Independent Study to prepare for workshop

Transcriptomics 3: Visualising

Emma Rand

17 December, 2024

Overview

In these slides we will:

  • Check where you are

  • learn some concepts used omics visualisation

    • Principle Component Analysis (PCA)
    • Volcano plots
  • Find out what packages to install before the workshop

Where should you be?

What we did in Transcriptomics 2: Statistical Analysis

  • carried out differential expression analysis

  • found genes not expressed at all, or expressed in one group only

  • Saved results files

Where should you be?

After the Transcriptomics 2: 👋 Statistical Analysis Workshop including:

🐸 Frog development

  • An RStudio Project called frogs-88H which contains:

    • data-raw: xlaevis_counts_S14.csv, xlaevis_counts_S20.csv, xlaevis_counts_S30.csv
    • data-processed: s30_filtered.csv, s20_filtered.csv
    • results: s30_fgf_only.csv (there were no control only genes in s30), s30_results.csv, and equivalent for S20
    • Two scripts: cont-fgf-s30.R, cont-fgf-s20.R

🎄 Arabidopisis

  • An RStudio Project called arab-88H which contains:

    • data-raw: arabidopsis-wild.csv, arabidopsis-spl7.csv
    • data-processed: wild_filtered.csv, spl7_filtered.csv
    • results: wild_suf_only.csv, wild-_def_only.csv, wild_results.csv, and equivalents for spl7
    • Two scripts: suff-def-wild.R, suff-def-spl7.R

💉 Leishmania

  • An RStudio Project called leish-88H which contains:

    • data-raw: leishmania-mex-ama.csv, leishmania-mex-pro.csv, leishmania-mex-meta.csv
    • data-processed: pro_meta_filtered.csv, pro_ama_filtered.csv
    • results: pro_meta_results.csv, pro_ama_results.csv
    • Two scripts: pro_meta.R, pro_ama.R

🐭 Stem cells

  • An RStudio Project called mice-88H which contains:

    • data-raw: surfaceome_hspc.csv, surfaceome_prog.csv, surfaceome_lthsc.csv
    • data-processed: hspc_prog.csv, hspc_lthsc.csv
    • results: hspc_prog_results.csv, hspc-lthsc_results.csv,
    • Two scripts: hspc-prog.R, hspc-lthsc.R

Additionally…

Files should be organised into folders.

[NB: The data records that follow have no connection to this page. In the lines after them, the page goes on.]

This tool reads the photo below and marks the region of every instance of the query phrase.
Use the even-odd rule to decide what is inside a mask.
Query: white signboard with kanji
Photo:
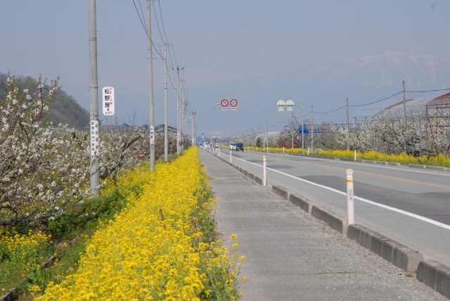
[[[91,159],[98,159],[98,120],[91,120],[89,125],[91,133]]]
[[[114,115],[114,88],[112,87],[105,87],[103,89],[102,105],[104,115]]]

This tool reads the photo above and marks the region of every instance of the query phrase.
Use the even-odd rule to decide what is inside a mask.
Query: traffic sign
[[[236,99],[231,99],[230,101],[230,105],[231,105],[232,110],[236,110],[236,106],[238,105],[238,101],[236,101]]]
[[[105,87],[102,90],[103,115],[113,115],[114,104],[115,103],[115,100],[114,99],[114,88],[112,87]]]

Code should well commented and easy to read. You should have curated your code to remove unnecessary commands that were useful to troubleshoot or understand objects in your environment but which are not needed for the final analysis.

If you are missing files, go through:

Go through:

Examine the results files

All results files

Remind yourself of the key columns in any of the results files:

  • normalised counts for each sample/cell
  • a log2 fold change
  • an unadjusted p-value
  • a p value adjusted for multiple testing (called FDR or padj)
  • a gene id
  • other information about each gene

🐸 , 🎄 , 💉 results files

  • baseMean is the mean of the normalised counts for the gene across all samples
  • lfcSE standard error of the fold change
  • stat is the test statistic (the Wald statistic)

🐭 Stem cells

  • Top is the rank of the gene ordered by the p-value (smallest first)
  • summary.logFC and logFC.hspc give the same value (in this case since comparing two cell types)

Plots

What is the purpose of a Transcriptomics plot?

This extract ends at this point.